ASTANA – The global economy is proving more resilient than expected despite the fallout from the war in the Middle East, with growth projections holding broadly steady as a technology investment boom driven by AI offsets part of the energy shock, according to the International Monetary Fund’s (IMF) latest World Economic Outlook (WEO) update released on July 7.
IMF Deputy Director of the Research Department Petya Koeva Brooks during a July 7 press briefing. Photo credit: Jose Luis Magana/Copyright 2023 The AP. The IMF projects global growth at 3% in 2026 and 3.4% in 2027, broadly unchanged from its April forecast on a cumulative basis.
However, the institution warned that the outlook remains uneven across regions and that inflationary pressures persist. “The global outlook is being shaped by two powerful forces pulling in opposite directions: the lingering effects of the energy shock from the war in the Middle East, and a technology-driven investment boom,” said IMF Deputy Director of the Research Department Petya Koeva Brooks during a July 7 press briefing.
“The net effect varies significantly across countries, depending on their exposure to the war and their position in the technology value chain,” she added.
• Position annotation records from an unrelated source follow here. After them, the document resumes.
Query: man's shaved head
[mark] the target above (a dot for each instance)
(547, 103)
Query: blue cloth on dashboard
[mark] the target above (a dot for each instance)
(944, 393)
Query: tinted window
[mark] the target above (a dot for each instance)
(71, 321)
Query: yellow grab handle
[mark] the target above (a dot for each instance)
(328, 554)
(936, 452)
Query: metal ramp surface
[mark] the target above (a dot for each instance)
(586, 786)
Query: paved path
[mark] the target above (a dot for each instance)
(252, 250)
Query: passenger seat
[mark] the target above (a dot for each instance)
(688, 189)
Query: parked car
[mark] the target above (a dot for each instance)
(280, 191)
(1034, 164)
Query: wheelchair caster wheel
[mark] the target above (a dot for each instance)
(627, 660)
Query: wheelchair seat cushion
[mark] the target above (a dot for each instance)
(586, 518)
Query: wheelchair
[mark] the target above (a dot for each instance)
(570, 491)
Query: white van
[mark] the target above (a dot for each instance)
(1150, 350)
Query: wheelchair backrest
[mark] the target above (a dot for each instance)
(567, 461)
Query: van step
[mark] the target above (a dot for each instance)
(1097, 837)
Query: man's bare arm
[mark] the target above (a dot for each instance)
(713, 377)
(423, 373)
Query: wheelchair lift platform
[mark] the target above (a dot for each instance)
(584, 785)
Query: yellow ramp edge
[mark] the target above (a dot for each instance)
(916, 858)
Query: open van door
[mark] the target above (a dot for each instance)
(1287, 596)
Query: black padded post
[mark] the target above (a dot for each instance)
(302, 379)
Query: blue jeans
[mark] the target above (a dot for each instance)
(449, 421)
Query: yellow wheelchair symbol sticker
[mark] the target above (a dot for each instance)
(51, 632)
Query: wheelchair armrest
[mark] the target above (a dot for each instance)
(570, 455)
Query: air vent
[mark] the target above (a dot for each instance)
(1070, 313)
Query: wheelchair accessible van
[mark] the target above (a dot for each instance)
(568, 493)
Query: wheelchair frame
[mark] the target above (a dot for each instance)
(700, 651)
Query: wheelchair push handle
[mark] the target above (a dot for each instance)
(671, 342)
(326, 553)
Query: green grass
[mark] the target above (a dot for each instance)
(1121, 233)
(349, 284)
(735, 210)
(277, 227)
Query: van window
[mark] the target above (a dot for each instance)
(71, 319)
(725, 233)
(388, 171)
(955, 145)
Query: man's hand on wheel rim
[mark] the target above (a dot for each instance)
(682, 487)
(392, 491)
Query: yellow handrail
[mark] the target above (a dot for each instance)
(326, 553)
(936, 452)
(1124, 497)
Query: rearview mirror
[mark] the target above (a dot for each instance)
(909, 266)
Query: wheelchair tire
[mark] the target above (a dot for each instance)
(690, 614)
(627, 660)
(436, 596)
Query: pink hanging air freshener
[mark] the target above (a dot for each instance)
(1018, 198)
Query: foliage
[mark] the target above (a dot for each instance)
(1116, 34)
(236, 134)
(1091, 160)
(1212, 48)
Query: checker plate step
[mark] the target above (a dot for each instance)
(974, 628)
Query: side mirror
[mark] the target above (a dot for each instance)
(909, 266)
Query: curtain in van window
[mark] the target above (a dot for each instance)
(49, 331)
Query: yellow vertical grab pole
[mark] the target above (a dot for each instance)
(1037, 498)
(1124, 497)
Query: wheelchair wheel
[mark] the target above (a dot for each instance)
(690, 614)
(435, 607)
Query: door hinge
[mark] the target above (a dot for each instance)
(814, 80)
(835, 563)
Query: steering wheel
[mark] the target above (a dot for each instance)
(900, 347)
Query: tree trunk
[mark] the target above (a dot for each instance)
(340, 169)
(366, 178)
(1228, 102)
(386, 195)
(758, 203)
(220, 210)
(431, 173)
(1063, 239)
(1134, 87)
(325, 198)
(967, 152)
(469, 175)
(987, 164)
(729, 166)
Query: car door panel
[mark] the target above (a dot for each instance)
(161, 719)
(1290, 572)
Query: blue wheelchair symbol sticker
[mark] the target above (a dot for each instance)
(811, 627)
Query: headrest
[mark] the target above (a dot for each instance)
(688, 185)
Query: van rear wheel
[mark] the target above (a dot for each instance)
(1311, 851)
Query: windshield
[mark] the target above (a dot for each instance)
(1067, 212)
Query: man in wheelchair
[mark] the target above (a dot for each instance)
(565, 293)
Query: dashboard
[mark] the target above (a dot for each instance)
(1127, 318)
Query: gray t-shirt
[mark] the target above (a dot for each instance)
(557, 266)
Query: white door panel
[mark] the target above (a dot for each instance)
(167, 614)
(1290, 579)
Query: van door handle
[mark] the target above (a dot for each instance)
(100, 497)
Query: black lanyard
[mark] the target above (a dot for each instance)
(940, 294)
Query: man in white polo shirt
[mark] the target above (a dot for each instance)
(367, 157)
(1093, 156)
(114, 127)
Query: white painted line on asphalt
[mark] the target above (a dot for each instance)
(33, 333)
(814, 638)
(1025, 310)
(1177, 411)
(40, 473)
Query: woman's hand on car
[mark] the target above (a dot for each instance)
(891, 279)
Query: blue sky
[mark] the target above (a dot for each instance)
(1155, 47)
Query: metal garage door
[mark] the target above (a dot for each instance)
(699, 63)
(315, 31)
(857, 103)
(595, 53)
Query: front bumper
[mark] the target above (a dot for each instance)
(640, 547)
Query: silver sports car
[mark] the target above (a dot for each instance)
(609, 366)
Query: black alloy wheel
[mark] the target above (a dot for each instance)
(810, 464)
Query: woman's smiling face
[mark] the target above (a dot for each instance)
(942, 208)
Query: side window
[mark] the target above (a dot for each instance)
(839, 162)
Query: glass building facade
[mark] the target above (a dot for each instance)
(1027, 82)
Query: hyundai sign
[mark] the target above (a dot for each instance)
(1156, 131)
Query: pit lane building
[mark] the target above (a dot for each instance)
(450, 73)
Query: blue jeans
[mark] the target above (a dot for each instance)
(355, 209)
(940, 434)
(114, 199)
While growth forecasts remain relatively stable, the IMF revised its global headline inflation forecast upward to 4.7% in 2026.
Core inflation projections were left broadly unchanged. “Put simply, the disinflation trend that has been in place since early 2024 has stalled,” Brooks said. The IMF noted that the world economy has weathered the conflict better than initially feared. A larger oil price spike was avoided through inventory drawdowns, increased production outside the Gulf region, and measures that helped soften energy demand.
The growing share of renewable energy and declining energy intensity across many economies have also strengthened resilience. Financial conditions, which tightened sharply following the outbreak of the conflict, have since eased and remain supportive by historical standards, according to the report.
The Middle East and Central Asia region is expected to experience one of the most dramatic swings in growth. Regional growth is projected to slow sharply to 0.7% in 2026 before rebounding to 6.5% in 2027, reflecting the economic impact of disruptions linked to the conflict and shipping constraints through the Strait of Hormuz.
The IMF’s baseline scenario assumes the strait begins to reopen in mid-July and that conditions gradually normalize by March 2027. Among the region’s major oil exporters, Iraq, Kuwait and Qatar are projected to see significant economic contractions this year as disruptions affect energy production and transport, followed by double-digit growth rebounds in 2027.
Saudi Arabia is expected to fare better due to its more diversified export routes, with growth projected at 1.7% in 2026 and 5.5% in 2027. Iran’s economy is forecast to contract by 5.4% in 2026, though this represents a modest improvement from the IMF’s April projections following stronger-than-expected oil export performance earlier this year.
In contrast, countries in the Caucasus and Central Asia are expected to maintain positive momentum despite higher energy and food prices. The IMF said economies in the region continue to benefit from favorable growth tailwinds, even as global uncertainty remains elevated.